Menjadi benteng terbesar kedua di Asia setelah Benteng Madras di India, Marlborough mewakili kekuasaan kolonial Inggris, salah satu imperium terbesar di dunia sepanjang sejarah. Dinding benteng ini hampir dua meter tebalnya. Ia masih berdiri kokoh membelakangi Samudra Hindia, hingga kini, meski gempa hebat dan tsunami pernah menghantamnya.
Inggris mengenal Bengkulu, di tepian barat Sumatera, sebagai Tanah Mati. Tak hanya karena gempa dan tsunami. Tapi juga karena rawan malaria karena letaknya dekat rawa pantai. Ratusan tentara Inggris tewas di situ, bukan oleh bedil dan meriam, melainkan oleh mikroba parasit yang dibawa gigitan nyamuk anopheles.
Itulah antara lain alasan Inggris, setelah bercokol 140 tahun di Sumatera, menukar Bengkulu dengan tanah jajahan milik Belanda di Semenanjung Malaka: Singapura.
Sebagai penguasa baru, Belanda tidak mengubah citra Bengkulu yang mematikan. Pemerintah kolonial mengasingkan Bung Karno ke situ dengan harapan malaria akan membunuhnya, atau setidaknya membuatnya jera memperjuangkan kemerdekaan. Tapi, kita tahu, itu tak berhasil.
Ratusan pejuang kemerdekaan, termasuk Bung Hatta dan Sjahrir, dibuang Belanda ke Digul, Papua, ribuan kilometer dari Bengkulu. Sebagian dari mereka juga tewas akibat malaria.
Malaria memang teror bagi manusia. Sebagai negeri kepulauan dengan puluhan ribu kilometer pantai berawa, Indonesia merupakan salah satu korban paling empuk penyakit itu.
Penyakit malaria dikenal sejak sejarah ditulis umat manusia. Pada paro pertama abad ke-20, malaria mewabah hampir di semua negara, membunuh dua juta manusia setiap tahun.

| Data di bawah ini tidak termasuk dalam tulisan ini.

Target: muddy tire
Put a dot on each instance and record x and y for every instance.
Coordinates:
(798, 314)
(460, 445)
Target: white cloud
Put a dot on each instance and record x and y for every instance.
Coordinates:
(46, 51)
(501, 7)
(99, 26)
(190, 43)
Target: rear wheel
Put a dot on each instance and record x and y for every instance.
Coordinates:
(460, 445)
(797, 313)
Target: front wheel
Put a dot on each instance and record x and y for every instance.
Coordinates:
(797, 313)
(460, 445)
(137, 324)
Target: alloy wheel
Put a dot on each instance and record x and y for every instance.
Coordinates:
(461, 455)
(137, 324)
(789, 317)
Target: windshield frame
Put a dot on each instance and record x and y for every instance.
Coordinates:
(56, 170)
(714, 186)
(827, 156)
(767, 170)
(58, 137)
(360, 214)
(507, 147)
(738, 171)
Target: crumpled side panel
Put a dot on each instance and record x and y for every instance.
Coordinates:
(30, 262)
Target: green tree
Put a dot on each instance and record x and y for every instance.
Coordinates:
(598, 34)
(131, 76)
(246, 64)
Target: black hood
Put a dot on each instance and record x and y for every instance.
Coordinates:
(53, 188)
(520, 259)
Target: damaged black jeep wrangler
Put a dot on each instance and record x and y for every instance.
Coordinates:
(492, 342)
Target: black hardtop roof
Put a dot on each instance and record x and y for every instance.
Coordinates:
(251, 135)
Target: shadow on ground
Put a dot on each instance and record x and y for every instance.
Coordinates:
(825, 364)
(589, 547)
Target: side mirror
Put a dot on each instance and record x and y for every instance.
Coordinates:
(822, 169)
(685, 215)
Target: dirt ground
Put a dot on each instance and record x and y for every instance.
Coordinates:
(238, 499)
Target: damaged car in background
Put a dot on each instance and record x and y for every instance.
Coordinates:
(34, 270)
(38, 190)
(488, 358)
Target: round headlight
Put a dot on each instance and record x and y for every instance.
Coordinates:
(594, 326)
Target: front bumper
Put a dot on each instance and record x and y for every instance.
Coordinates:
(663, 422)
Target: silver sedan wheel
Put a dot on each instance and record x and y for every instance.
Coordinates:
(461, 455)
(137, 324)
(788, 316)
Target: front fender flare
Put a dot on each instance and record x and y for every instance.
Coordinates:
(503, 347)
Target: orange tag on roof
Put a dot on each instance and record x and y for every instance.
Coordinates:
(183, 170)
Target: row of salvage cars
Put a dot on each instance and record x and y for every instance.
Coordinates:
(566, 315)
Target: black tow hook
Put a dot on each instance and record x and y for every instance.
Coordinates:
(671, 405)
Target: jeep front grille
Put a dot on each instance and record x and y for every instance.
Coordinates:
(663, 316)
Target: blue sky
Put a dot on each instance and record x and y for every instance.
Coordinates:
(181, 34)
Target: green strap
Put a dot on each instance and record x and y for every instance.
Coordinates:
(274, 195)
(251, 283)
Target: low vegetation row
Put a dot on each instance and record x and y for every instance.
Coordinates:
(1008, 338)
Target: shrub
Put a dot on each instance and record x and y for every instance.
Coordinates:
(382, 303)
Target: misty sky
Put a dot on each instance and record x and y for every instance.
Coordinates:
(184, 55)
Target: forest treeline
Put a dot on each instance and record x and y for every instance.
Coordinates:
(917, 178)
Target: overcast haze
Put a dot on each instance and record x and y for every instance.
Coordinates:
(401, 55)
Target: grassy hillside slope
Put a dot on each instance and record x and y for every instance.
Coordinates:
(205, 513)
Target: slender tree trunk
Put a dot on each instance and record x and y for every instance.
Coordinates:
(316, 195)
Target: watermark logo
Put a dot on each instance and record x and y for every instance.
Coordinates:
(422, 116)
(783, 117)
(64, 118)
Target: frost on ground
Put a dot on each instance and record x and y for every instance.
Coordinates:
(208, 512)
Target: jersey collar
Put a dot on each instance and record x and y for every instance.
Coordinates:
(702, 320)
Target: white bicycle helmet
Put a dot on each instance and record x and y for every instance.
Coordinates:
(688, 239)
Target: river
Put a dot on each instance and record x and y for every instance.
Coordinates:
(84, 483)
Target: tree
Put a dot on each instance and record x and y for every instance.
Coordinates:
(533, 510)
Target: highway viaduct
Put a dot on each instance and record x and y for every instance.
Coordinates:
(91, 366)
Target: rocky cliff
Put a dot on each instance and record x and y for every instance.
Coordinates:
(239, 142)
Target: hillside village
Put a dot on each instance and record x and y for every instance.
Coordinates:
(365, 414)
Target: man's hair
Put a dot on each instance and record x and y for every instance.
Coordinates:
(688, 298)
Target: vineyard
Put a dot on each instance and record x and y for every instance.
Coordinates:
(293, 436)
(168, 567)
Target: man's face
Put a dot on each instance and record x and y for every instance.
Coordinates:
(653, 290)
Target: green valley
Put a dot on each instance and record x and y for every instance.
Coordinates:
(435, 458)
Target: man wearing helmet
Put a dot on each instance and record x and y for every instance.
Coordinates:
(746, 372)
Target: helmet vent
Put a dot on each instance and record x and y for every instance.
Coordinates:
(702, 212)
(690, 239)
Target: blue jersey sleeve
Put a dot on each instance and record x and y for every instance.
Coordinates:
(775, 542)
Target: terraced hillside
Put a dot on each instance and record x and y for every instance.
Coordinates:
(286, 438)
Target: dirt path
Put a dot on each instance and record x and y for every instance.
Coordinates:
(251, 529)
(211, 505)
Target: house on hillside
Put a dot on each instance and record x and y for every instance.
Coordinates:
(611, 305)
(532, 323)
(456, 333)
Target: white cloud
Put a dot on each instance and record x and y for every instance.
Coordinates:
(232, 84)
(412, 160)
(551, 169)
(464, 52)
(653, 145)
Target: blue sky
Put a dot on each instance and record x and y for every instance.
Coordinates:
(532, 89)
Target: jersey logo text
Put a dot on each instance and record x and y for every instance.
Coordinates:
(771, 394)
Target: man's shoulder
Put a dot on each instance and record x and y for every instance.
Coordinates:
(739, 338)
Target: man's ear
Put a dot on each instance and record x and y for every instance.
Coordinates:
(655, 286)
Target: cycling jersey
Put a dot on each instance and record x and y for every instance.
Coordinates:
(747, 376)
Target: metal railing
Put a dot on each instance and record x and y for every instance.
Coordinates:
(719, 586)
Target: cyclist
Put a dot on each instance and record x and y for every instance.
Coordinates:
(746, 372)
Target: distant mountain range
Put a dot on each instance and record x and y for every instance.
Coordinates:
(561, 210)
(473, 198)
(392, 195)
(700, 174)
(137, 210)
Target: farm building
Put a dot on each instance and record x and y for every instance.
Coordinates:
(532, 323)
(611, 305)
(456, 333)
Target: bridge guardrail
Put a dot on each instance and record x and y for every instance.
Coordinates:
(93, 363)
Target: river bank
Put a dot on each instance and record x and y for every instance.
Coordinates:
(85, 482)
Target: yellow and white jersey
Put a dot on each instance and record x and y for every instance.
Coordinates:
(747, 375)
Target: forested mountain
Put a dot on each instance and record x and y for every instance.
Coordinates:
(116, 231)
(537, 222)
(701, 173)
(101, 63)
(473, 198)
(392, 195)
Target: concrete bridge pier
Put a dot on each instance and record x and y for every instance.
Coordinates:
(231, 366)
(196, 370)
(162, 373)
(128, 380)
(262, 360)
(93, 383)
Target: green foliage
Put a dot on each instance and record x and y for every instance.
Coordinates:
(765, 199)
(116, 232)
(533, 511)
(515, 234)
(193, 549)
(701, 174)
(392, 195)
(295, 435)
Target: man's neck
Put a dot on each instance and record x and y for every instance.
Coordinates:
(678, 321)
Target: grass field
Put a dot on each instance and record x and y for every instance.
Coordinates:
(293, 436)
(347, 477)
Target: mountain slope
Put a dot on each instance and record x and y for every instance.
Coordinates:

Perang besar-besaran melawan malaria sejak 1955 menurunkan ancaman penyakit mematikan ini. Tapi malaria tak pernah benar-benar menyerah. Menurut Badan Kesehatan Dunia (WHO), sampai kini malaria masih mencabut nyawa sekitar setengah juta orang setiap tahun di seluruh dunia.
Pantaslah jika pekan lalu Penghargaan Nobel Kedokteran dianugerahkan kepada Tu Youyou, pahlawan perang melawan teror malaria. Mengabdikan puluhan tahun hidupnya untuk menemukan obat malaria, Youyou yang kini berusia 84 tahun adalah pemenang Nobel pertama dari negerinya, Tiongkok.
Youyou mematahkan arogansi ilmu kedokteran modern yang katanya semakin canggih, namun tak bisa mengurangi penderitaan jutaan manusia akibat sebuah penyakit kuno. Youyou bukanlah dokter. Bukan pula doktor. Nenek ini “hanya” ahli farmakologi yang mempelajari obat-obat tradisional Tiongkok.
Perang Indochina mengilhami temuan Youyou. Pada 1967 banyak tentara Tiongkok tewas dalam perang melawan Amerika itu. Bukan karena senjata, melainkan akibat keganasan nyamuk belantara Vietnam. Youyou menjadi salah satu anggota tim rahasia militer untuk menemukan solusi.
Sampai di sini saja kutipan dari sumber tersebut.